4. Do you have any supernumerary staff to assist such as a ward co-ordinator?

Also, you can put which part of the UK you are from if you so wish. Thanks in advance for this!

it has been 3 years since I left working in a hospital and into the community. Just wanted to welcome you to the web site

Specializes in RN, BSN, CHDN.

Welcome to allnurses. :balloons:

I work on a neuro rehab ward under 65

10 beds (sounds cushy doesnt it )

Ideal numbers early 2+3 no supernumery status for ward co-ord

late 2+2

Night 2+1

Please note all our patients have aquired brain injury and have limited or no mobility.

we have 2 physio's + 1 tech

2 OT + 1 tech

1 social worker

2 speech and language specialists

1 neuro psychologists

2 Consultants

Hope this helps

it has been 3 years since I left working in a hospital and into the community. Just wanted to welcome you to the web site

Hey Anna, I never realised you're a Community Nurse (me too!) :chuckle

Just wondering if you've had any comments from your future US employer about not doing any recent acute hospital nursing? Mine's making a bit of an issue about it :o

Tina

Specializes in Medical and general practice now LTC.
Hey Anna, I never realised you're a Community Nurse (me too!) :chuckle

Just wondering if you've had any comments from your future US employer about not doing any recent acute hospital nursing? Mine's making a bit of an issue about it :o

Tina

I am a practice nurse :) Comments from future US employer none. They haven't said anything and I have just said that I am happy to go back into acute setting

Specializes in renal,peritoneal dialysis, medicine.
Welcome to allnurses. :balloons:

I work on a neuro rehab ward under 65

10 beds (sounds cushy doesnt it )

Ideal numbers early 2+3 no supernumery status for ward co-ord

late 2+2

Night 2+1

Please note all our patients have aquired brain injury and have limited or no mobility.

we have 2 physio's + 1 tech

2 OT + 1 tech

1 social worker

2 speech and language specialists

1 neuro psychologists

2 Consultants

Hope this helps

hi i work on a nephrology ward we have 12 patients, varying levels of ability as when the hospital has no renal patients we get heavy medical patients.

ideal staffing is

early 2/3+2 +ward clerk

late 2+1

night 2+1

sometimes we have 4 staff on an early we try to have 5 as this frees up somone for consultant ward rounds which happen 3 times a week

also we have students who are supernumary

our ward is about to increase in size to 22 patients but we will be having no extra staff as far as we know, god knows what will happen then!
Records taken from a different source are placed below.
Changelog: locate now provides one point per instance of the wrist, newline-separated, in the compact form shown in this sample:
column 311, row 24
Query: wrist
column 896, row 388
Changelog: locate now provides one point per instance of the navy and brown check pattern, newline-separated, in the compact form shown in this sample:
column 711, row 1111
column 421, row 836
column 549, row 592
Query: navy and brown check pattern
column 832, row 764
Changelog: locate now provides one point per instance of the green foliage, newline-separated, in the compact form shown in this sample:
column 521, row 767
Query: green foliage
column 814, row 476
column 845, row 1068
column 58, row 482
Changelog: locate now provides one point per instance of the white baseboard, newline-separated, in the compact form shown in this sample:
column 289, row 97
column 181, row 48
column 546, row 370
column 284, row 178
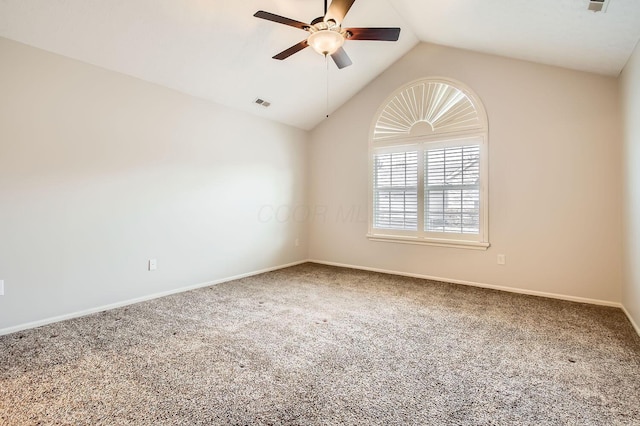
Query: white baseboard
column 89, row 311
column 476, row 284
column 82, row 313
column 633, row 323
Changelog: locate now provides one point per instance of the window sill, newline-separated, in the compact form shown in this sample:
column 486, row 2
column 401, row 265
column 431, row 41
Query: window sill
column 469, row 245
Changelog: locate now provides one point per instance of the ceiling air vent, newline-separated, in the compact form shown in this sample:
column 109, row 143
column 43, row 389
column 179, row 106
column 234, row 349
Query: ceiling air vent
column 262, row 102
column 598, row 5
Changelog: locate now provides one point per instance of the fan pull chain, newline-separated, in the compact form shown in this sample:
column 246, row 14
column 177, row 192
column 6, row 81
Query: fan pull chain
column 326, row 61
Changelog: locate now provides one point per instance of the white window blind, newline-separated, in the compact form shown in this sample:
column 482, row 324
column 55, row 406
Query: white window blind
column 428, row 170
column 452, row 190
column 396, row 191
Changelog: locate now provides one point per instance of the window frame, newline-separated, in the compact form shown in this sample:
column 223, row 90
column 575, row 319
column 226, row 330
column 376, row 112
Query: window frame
column 421, row 143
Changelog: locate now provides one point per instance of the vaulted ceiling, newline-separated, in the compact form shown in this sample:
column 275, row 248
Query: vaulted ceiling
column 217, row 50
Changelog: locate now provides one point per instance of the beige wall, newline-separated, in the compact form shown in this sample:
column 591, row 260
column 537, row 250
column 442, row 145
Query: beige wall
column 630, row 94
column 554, row 174
column 100, row 172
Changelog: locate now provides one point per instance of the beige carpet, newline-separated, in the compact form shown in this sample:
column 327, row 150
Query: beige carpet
column 317, row 345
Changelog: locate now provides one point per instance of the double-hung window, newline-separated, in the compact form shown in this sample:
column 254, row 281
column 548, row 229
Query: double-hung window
column 428, row 167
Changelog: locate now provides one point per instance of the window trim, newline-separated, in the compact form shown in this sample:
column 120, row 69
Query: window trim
column 421, row 143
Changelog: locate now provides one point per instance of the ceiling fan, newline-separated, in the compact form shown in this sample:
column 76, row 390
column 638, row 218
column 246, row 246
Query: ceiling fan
column 326, row 33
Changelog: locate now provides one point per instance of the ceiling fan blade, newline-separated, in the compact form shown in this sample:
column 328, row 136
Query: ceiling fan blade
column 381, row 34
column 338, row 10
column 281, row 20
column 341, row 58
column 290, row 51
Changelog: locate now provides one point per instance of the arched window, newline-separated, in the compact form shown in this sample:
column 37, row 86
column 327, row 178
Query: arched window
column 428, row 166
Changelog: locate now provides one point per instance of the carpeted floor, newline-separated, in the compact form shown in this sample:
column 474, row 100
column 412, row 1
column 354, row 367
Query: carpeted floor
column 317, row 345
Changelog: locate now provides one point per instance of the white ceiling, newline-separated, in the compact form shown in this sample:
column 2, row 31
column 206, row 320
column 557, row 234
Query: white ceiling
column 217, row 50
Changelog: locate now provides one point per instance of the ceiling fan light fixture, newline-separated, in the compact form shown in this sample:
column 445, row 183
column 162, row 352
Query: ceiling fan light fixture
column 326, row 42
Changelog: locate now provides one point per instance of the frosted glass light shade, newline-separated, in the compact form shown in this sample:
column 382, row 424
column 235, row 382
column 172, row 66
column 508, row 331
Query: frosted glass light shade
column 326, row 42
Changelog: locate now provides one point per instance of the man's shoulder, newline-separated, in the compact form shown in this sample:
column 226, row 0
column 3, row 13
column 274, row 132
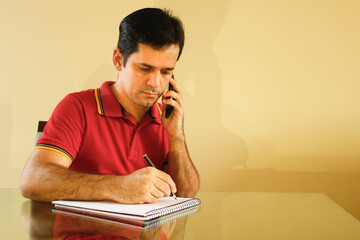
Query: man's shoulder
column 82, row 96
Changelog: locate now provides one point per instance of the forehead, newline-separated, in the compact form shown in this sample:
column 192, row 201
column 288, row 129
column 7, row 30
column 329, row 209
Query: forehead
column 160, row 57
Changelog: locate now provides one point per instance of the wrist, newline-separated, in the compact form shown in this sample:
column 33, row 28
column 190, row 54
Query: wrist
column 177, row 144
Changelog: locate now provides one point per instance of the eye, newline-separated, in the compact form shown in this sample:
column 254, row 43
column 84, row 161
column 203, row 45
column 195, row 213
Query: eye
column 166, row 72
column 145, row 69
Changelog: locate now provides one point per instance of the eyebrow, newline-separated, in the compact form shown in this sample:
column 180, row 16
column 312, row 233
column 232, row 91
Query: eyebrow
column 150, row 66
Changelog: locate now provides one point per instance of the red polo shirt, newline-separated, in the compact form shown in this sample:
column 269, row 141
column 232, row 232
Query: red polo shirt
column 97, row 135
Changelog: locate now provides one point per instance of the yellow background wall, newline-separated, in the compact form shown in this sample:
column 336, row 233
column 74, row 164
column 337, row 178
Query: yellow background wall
column 271, row 88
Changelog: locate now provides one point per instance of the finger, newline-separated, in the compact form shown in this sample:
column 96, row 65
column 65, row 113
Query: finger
column 167, row 179
column 175, row 85
column 173, row 103
column 163, row 187
column 157, row 193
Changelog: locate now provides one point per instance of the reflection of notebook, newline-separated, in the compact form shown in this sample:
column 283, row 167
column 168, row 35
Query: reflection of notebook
column 141, row 212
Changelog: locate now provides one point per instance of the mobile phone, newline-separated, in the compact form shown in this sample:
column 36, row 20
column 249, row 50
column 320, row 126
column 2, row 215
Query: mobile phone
column 169, row 108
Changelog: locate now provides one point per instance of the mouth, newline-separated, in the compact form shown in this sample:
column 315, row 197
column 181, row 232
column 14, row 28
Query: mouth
column 150, row 94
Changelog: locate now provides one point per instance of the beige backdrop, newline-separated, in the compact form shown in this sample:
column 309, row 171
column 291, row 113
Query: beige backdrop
column 271, row 87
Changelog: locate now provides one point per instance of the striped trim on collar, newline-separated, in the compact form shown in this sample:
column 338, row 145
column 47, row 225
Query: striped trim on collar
column 99, row 102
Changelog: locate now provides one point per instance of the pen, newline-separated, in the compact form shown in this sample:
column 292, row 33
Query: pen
column 152, row 165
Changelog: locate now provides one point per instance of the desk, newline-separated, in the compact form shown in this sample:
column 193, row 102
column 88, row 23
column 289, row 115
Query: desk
column 223, row 215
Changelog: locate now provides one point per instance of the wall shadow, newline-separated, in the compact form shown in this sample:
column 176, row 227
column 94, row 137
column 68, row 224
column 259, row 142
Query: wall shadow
column 215, row 150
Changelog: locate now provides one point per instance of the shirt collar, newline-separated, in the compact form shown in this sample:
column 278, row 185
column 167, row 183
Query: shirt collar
column 109, row 106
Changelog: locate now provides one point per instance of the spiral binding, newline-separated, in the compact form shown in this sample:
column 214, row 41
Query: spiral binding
column 174, row 208
column 168, row 218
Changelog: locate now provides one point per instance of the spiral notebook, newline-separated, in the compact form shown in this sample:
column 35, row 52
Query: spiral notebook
column 144, row 212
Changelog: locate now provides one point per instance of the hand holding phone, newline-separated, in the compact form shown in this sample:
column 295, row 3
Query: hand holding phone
column 169, row 108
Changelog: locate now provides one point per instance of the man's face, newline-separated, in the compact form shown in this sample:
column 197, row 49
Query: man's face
column 147, row 73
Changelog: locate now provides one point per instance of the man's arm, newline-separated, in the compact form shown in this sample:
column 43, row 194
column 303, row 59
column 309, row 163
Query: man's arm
column 46, row 177
column 180, row 168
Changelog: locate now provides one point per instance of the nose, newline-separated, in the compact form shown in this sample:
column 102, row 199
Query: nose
column 155, row 79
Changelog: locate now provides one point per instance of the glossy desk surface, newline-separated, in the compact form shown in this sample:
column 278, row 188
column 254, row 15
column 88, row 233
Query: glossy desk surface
column 222, row 215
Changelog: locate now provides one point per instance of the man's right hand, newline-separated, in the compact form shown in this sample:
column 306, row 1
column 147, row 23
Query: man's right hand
column 143, row 186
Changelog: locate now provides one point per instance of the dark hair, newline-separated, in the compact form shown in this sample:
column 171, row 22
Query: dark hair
column 152, row 26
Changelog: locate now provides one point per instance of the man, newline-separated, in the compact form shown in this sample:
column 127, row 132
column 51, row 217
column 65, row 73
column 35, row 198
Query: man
column 93, row 145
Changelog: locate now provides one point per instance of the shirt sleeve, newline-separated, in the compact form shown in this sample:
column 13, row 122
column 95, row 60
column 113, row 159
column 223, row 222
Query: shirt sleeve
column 64, row 130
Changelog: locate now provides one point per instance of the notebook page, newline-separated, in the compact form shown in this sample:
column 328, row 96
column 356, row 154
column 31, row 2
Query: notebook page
column 132, row 209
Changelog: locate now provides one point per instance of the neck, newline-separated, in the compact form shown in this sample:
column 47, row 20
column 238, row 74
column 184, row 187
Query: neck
column 137, row 112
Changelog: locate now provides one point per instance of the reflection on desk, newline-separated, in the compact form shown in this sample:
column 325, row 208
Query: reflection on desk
column 223, row 215
column 65, row 225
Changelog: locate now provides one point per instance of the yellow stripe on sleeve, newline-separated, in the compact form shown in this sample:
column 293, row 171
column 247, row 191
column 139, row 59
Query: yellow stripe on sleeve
column 56, row 150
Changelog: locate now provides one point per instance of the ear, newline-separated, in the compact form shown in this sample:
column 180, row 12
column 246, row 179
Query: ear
column 117, row 59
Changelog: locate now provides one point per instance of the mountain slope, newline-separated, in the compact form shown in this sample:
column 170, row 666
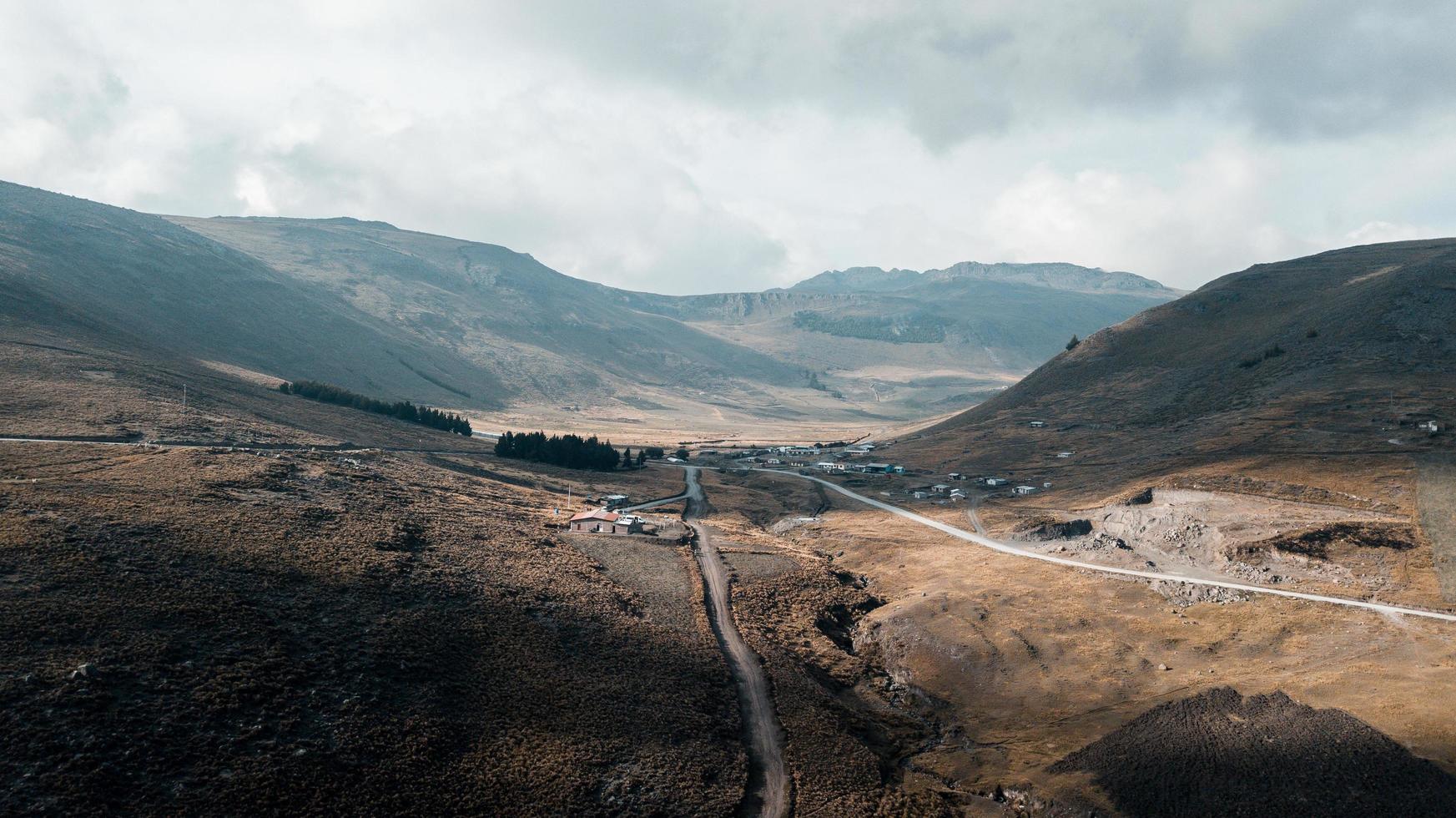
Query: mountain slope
column 1343, row 352
column 549, row 335
column 926, row 341
column 130, row 280
column 459, row 323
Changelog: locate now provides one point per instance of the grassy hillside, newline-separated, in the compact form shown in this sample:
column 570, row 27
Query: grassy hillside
column 455, row 323
column 1307, row 379
column 128, row 280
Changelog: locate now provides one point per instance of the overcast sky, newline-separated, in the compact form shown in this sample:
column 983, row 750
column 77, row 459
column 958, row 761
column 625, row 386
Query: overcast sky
column 705, row 146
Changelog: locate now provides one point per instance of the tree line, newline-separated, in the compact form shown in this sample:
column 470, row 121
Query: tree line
column 401, row 409
column 572, row 452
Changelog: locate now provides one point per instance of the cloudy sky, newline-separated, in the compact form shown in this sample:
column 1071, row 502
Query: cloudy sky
column 705, row 146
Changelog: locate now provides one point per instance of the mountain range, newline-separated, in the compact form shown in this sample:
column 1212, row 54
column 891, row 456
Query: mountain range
column 400, row 313
column 1319, row 364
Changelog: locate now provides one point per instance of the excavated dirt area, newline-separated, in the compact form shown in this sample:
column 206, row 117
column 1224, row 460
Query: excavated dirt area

Specializes in RN, BSN, CHDN.
hi i work on a nephrology ward we have 12 patients, varying levels of ability as when the hospital has no renal patients we get heavy medical patients.

ideal staffing is

early 2/3+2 +ward clerk

late 2+1

night 2+1

sometimes we have 4 staff on an early we try to have 5 as this frees up somone for consultant ward rounds which happen 3 times a week

also we have students who are supernumary

our ward is about to increase in size to 22 patients but we will be having no extra staff as far as we know, god knows what will happen then!

We have 4 on a late because it is so heavy and we have lots of heavy hoist patients it takes 2 per patient to manual handle, and we dont compromise.

Our ward too is to increase with no extra staff from september, and we dont know how we will manage. But hey who cares anymore.